The Make-Up

 

Save Yourself
(Southern Records)

Ceux qui auront assisté à la démonstration de The Make-Up au Café de la Danse début novembre n’auront pas besoin de lire cette critique. La disparition soudaine de la plupart des anciens albums du groupe qui mourraient dans les rayons des disquaires depuis des lustres dit assez bien ce qu’a ressenti le péquin au sortir de cette heure et quart de concert. Une révélation. Une illumination. Le sentiment (fondé) que si tout ce qu’on nous avait dit jusqu’alors sur la puissance des anciens du rock n’roll, sur le mouvement punk, sur la force terrible de cette musique incarnée par des icônes jamais vues de nos générations, Morrisson, Ian Curtis, Sid Vicious, n’était pas que des paroles de vieux cons soucieux de faire mousser leur époque. On se rend compte que jusqu’ici on avait, comme de vieilles nymphos qui courent après leur premier orgasme, été que des simulateurs.
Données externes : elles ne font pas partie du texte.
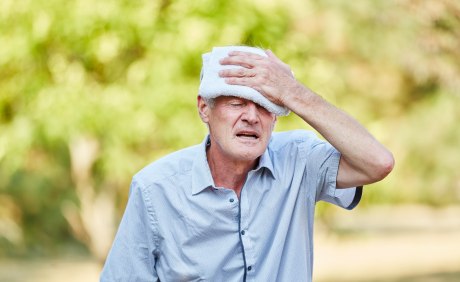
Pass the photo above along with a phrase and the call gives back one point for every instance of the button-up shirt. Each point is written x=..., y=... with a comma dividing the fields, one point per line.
x=178, y=226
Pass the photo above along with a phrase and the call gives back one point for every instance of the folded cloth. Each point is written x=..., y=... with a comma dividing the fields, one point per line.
x=212, y=85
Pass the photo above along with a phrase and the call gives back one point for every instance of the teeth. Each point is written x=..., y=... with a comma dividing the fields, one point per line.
x=247, y=136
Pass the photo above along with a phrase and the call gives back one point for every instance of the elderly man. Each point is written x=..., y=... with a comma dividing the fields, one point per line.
x=240, y=206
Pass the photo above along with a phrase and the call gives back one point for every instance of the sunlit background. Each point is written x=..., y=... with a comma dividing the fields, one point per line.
x=92, y=91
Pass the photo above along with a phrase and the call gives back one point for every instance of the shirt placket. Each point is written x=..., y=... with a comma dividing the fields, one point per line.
x=245, y=229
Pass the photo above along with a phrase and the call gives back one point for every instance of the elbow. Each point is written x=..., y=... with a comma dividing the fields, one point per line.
x=383, y=166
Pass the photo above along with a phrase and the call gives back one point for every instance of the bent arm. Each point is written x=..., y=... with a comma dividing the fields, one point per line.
x=364, y=160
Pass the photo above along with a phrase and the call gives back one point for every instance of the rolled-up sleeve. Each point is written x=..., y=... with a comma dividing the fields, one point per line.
x=131, y=257
x=326, y=187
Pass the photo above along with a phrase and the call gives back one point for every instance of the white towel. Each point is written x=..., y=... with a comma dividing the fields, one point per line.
x=212, y=85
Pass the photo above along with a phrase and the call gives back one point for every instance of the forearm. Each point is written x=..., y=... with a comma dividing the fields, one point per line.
x=364, y=159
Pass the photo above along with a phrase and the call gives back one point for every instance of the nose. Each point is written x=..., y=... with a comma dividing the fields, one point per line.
x=251, y=113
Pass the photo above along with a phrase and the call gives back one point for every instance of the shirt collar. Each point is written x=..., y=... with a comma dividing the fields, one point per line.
x=201, y=173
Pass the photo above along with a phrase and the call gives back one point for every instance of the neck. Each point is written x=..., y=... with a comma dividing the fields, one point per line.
x=227, y=173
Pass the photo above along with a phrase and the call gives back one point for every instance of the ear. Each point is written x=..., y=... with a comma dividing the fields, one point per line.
x=203, y=109
x=274, y=121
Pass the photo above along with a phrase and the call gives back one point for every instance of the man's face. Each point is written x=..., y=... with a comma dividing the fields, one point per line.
x=239, y=129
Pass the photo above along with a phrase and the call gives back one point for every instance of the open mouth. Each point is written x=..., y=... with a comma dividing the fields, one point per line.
x=248, y=135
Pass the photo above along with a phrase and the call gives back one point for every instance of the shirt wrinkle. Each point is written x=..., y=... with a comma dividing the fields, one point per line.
x=201, y=234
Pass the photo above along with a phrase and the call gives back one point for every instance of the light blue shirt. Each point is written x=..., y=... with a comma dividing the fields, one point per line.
x=178, y=226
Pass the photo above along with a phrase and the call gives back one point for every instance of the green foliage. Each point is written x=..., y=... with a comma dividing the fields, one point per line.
x=126, y=74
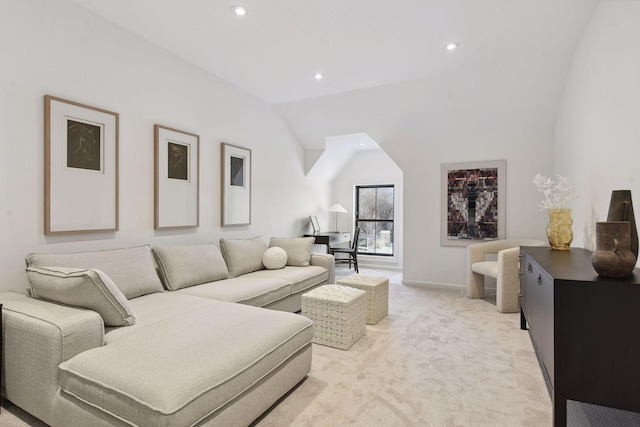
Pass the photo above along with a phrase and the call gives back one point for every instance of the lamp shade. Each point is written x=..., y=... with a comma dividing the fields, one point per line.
x=337, y=208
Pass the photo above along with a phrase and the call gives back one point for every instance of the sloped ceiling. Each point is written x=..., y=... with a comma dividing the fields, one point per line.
x=386, y=69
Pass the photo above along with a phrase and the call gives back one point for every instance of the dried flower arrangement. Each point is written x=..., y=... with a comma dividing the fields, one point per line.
x=557, y=194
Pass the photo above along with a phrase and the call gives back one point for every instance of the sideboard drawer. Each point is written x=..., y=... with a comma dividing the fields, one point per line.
x=538, y=291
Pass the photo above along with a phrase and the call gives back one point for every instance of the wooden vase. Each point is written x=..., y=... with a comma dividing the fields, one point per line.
x=613, y=256
x=621, y=209
x=559, y=231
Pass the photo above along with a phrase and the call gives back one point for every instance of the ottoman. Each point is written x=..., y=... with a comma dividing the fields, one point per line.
x=338, y=314
x=377, y=289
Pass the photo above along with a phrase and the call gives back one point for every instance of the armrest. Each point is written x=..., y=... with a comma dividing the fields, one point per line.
x=38, y=336
x=477, y=252
x=327, y=261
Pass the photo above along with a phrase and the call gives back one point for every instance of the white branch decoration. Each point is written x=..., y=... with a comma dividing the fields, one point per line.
x=557, y=194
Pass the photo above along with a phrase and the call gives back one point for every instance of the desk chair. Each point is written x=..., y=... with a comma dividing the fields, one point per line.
x=352, y=252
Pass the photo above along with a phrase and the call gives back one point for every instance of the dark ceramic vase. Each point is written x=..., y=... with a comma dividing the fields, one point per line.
x=613, y=256
x=621, y=209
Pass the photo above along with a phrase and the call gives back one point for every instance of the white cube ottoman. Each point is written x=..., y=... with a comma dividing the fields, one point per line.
x=338, y=314
x=377, y=289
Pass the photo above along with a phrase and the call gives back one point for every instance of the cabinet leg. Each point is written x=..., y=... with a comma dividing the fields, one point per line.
x=523, y=320
x=559, y=412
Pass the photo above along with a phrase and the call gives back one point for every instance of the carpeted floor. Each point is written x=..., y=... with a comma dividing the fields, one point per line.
x=439, y=359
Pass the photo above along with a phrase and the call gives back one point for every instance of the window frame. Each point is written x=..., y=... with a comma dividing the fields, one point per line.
x=358, y=220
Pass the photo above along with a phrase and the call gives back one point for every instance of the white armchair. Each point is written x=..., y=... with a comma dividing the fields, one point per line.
x=505, y=270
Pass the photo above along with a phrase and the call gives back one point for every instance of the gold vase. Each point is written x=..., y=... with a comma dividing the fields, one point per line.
x=559, y=230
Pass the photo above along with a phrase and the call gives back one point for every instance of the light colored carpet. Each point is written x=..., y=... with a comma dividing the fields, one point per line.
x=438, y=359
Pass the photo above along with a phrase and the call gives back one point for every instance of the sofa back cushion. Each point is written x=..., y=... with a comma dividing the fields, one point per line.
x=85, y=288
x=243, y=255
x=131, y=269
x=298, y=249
x=184, y=266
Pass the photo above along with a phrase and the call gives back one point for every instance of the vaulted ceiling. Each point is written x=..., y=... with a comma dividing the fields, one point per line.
x=364, y=48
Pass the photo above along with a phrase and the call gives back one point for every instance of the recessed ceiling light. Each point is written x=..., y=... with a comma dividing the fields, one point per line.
x=239, y=10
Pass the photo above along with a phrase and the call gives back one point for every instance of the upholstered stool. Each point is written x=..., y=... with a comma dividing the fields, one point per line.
x=377, y=289
x=338, y=314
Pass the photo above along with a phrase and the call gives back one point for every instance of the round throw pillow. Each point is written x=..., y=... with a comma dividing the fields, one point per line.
x=274, y=258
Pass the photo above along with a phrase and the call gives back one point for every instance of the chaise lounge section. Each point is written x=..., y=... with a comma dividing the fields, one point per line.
x=190, y=354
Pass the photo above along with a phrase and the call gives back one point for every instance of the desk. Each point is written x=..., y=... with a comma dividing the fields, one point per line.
x=330, y=238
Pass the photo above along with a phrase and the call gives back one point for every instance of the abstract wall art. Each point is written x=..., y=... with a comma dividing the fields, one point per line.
x=177, y=182
x=236, y=185
x=81, y=168
x=472, y=202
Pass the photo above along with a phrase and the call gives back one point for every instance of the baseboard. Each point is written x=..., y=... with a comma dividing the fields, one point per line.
x=380, y=267
x=434, y=285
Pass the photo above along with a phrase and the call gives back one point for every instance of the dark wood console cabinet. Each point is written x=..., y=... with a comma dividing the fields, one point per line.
x=585, y=329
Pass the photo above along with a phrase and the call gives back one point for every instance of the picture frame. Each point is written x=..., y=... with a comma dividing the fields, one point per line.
x=236, y=185
x=177, y=178
x=81, y=168
x=314, y=224
x=473, y=202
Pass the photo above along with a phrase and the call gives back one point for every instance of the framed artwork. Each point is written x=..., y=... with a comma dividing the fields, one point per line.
x=81, y=168
x=236, y=185
x=314, y=224
x=177, y=178
x=473, y=204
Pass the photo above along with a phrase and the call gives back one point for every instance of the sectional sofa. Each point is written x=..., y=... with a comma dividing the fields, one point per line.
x=163, y=336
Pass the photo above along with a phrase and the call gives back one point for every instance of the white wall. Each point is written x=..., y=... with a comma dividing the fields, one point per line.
x=491, y=112
x=371, y=167
x=54, y=47
x=598, y=129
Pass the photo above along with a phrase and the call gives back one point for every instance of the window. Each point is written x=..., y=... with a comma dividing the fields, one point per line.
x=374, y=216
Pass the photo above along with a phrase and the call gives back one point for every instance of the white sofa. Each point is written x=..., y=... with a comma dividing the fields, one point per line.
x=498, y=259
x=102, y=342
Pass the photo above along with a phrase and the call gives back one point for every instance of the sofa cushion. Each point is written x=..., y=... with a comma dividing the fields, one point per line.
x=256, y=291
x=85, y=288
x=184, y=266
x=136, y=376
x=298, y=249
x=243, y=255
x=300, y=278
x=131, y=269
x=274, y=258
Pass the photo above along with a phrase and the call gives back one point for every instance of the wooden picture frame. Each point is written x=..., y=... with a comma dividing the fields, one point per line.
x=81, y=168
x=177, y=178
x=473, y=202
x=236, y=185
La Make-Up Organization est en concert d’une efficacité radicale. Le chanteur/compositeur Ian Svenonius est – on se sent con à l’écrire mais c’est la vérité – un clone de Jim Morrisson (par sa beauté pâle et sa présence féline) qui aurait hérité du jeu de scène de Prince et de Mick Jagger (dont il a l’attribut principal, la lèvre lippue qui fait craquer les filles). Autour de lui, un groupe solide de composition classique, une bassiste superbe Michelle Mae, un batteur inspiré Steve Gamboa et un guitariste choriste géant, James Canty, accompagne les délires de son leader sans courber l’échine. Svenonius chante perché sur les épaules des premiers rangs, pousse des hurlements tantôt lugubres tantôt d’une sensualité affolante. Mais nous n’en dirons pas plus. Il fallait y être.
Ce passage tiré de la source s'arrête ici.